I have finally gotten brave enough to crack open Donald Maass’ Writing the Breakout Novel. I tiptoed around it for a while, because I’d heard so much about it. Scary things, like it comes with a workbook. It sounded an awful lot like there would be Rules and the kinds of systems I can’t apply involved and it would tell me I’m doing it all wrong.

Surprise, surprise. I loved it from the opening sentence. It validates what I have come to deeply believe, that the story is everything. Furthermore, it says…that I broke out when I wrote Dangerous Games. Yeah, it shocked me, too. There are many levels of breaking out, and it will be interesting to see how readers respond. But I understood exactly what he meant when he described breakout novels, how they are bigger, there is more at stake. That came out in Dangerous and in Love Spell, too. My earlier books are good, but these stories are at a different level and I felt it when I wrote them. I just didn’t know what exactly was different about them until I read Breakout.

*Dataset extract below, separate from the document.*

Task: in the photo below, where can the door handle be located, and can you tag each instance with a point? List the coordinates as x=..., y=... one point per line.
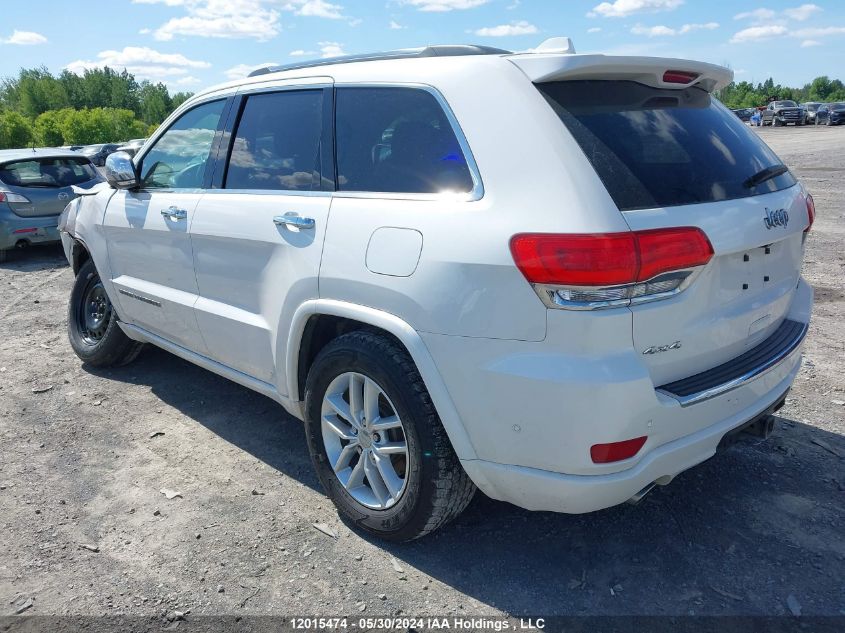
x=295, y=220
x=174, y=213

I expect to learn a lot from this book and the workbook is probably a valuable resource, too. It focuses on the craft aspect of breaking out, and I came at it from the art aspect. (To find out how to get there from the art side of things, read Dorothea Brande’s Becoming a Writer.) There’s an astounding set of tools in Writing the Breakout Novel for a writer to add to their bag of tricks.

Of course, I can’t develop an idea quite the way he describes because I’m a panster and my brain doesn’t work that way, but I plan to use the checklists at the end of the chapters after the first draft is complete to see what I need to strengthen or layer in. All part of being an organized panster.

I don’t want to make it sound like I’ve arrived and I know everything now, because that is so far from the truth. But I do understand my process and what matters in my writing now in a gestalt sort of way that I had no words for until I read Writing the Breakout Novel. And I’m looking forward to utilizing new tools that help me do more of it and better. One of the beautiful things about writing to me is the endless challenge. There is always room to grow and improve.